Thanks for the explanation. I keep forgetting, even if I've worked on parsing code many times.
I understand backwards compatibility concerns, but this particular case does seem to show an extreme waste, especially since I don't think it's really necessary here. I don't see the ambiguity of nesting parentheses as (((1))), for example. It appears that the escaping rules have been kept simple in order to make parsing 1-2 edge cases simpler, at the cost of most ordinary cases being way too verbose.
Sure, nesting 32 levels without even actual named composite types is not realistic, as this was just a client side integration test for client side logic. But nesting 5 levels, including named composite types is not unseen, and that already incurs 2^4 = 16 unnecessary double quotes for each data item on each row.

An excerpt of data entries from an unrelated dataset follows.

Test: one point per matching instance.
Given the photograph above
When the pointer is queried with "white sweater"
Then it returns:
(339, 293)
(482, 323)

In my opinion, the rich system of user-defined data structures is PostgreSQL's biggest strength, even compared to Oracle, the other popular ORDBMS. If there's such a significant performance penalty to using them, people simply might not.

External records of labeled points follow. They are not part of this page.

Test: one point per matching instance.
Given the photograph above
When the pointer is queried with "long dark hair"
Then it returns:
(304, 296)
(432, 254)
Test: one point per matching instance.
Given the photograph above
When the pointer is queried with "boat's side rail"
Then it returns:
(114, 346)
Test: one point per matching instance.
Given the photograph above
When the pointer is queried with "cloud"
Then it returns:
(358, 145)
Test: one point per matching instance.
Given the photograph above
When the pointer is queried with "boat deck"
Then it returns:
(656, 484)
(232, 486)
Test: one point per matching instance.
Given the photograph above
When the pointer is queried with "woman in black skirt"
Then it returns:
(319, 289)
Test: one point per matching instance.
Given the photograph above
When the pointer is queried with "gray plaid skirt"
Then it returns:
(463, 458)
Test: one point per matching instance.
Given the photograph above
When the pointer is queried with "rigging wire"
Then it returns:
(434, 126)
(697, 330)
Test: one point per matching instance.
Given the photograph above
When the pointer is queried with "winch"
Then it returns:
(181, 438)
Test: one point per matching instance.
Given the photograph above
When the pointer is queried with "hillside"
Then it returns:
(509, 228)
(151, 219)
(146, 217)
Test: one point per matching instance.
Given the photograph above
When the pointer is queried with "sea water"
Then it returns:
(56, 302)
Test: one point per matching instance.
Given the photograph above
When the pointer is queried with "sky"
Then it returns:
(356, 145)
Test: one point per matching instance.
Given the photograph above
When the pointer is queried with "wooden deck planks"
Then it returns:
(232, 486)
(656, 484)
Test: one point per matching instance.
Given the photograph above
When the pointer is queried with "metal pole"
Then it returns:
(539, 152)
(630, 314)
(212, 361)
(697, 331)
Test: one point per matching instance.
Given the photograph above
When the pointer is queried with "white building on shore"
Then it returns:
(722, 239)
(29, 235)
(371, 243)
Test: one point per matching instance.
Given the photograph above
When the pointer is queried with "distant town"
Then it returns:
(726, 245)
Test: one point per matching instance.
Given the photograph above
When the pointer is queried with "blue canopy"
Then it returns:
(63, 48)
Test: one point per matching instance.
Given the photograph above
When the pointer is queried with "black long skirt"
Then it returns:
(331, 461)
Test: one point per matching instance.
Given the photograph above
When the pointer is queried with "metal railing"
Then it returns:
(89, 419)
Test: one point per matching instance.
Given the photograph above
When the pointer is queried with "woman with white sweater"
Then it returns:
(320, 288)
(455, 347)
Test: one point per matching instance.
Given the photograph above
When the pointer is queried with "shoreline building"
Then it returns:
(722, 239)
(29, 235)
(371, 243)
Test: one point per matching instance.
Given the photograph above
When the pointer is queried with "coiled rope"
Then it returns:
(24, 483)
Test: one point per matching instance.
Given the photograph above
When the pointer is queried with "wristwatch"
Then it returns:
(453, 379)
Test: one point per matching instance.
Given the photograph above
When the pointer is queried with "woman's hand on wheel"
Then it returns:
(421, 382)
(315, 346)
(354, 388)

Of course, there's the workaround of serialising JSON to clients instead of the native text format...
PG Bug reporting form <noreply@postgresql.org> writes:
> I don't understand how such excessive memory consumption is produced by such
> a "simple" query.
Compare
regression=# select row(row(1));
row
---------
("(1)")
(1 row)
regression=# select row(row(row(1)));
row
---------------
("(""(1)"")")
(1 row)
regression=# select row(row(row(row(1))));
row
-------------------------
("(""(""""(1)"""")"")")
(1 row)
Each layer of ROW() has to quote the string representing the next
lower layer, so it doubles all the double-quotes per the quoting
rules at
https://www.postgresql.org/docs/current/rowtypes.html#ROWTYPES-IO-SYNTAX
So the output length nearly doubles for each layer of ROW(), and yes
it doesn't take that many layers to get to something excessive.
Maybe we could redefine the quoting rules in a way that's friendlier
to this sort of thing, but it would surely make them a lot more
complicated, which would likely introduce enough client-side bugs
to make the change unattractive. Not to mention the whole backwards
compatibility question.
On the whole I can't get excited about this, since I see no very
good reason to use such a data structure.
regards, tom lane